Deconvolution:  A star mask was made to use as a Local Deringing Support image. A copy of the  luminance image was stretched to use as a range mask. Deconvolution was applied (80 iterations, regularized Richardson-Lucy, external PSF made using PSFImage script with about 30 stars).

Linear Noise Reduction:  MultiscaleLinearTransform was used to reduce noise in the background areas, using an internal mask to protect bright structures. Layer settings for threshold and strength: Layer 1: 4.0 0.9   Layer 2: 3.0, 0.75  Layer 3: 2.0, 0.6  Layer 4: 0.5, 0.2.

Stretching:  HistogramTransformation was applied to make a pleasing, bright image, with background set to an intensity of approximately 0.125.

Combining Luminance and RGB
LRGB Combination: The synthetic luminance was applied to the RGB image using LRGBCombine with default settings.

Additional Processing
Nonlinear Noise Reduction: TGVDenoise was used in L*a*b* mode to reduce noise with a mask used to mainly target the background areas and protect the stars (max. 1000 iterations and convergence selected for both luminance and chrominance). 
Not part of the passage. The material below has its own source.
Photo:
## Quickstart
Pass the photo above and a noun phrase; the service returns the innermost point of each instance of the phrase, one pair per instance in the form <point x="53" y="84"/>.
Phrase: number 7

Contrast Enhancement:  LocalHistogramEqualization was applied twice using a mask to select the bright parts of the nebula and protect stars and background. The first pass was with a scale of 50 (max contrast 1.5, strength 0.32, 1 iteration), followed by a scale of 150 (max contrast 1.5, strength 0.22, 1 iteration).

Sharpening: MultiscaleLinearTransform was used to sharpen Layers 2 and 3 with strengths of 0.1 for both. A mask was used to limit sharpening to high-signal areas and to protect the stars and background regions.

Hue Adjustment: The ColorMask script was used to  create a mask to select green regions.  The green was transformed towards blue, and yellows towards red, using CurvesTransformation’s Hue controls.  The Hue channel was extracted from the RGB image was extracted using ChannelExtraction in HSL mode and used to replace the same channel of the narrowband image using ChannelCombination through a star mask, to impart a more natural colour to the brighter stars.

Final Steps: Background, nebula and star brightness, contrast, saturation and hue were adjusted in several iterations using CurvesTransformation with masks as required. ICCProfileTransformation (sRGB IEC61966-2.1; Relative Colorimetric with black point compensation) was applied prior to saving as a jpg.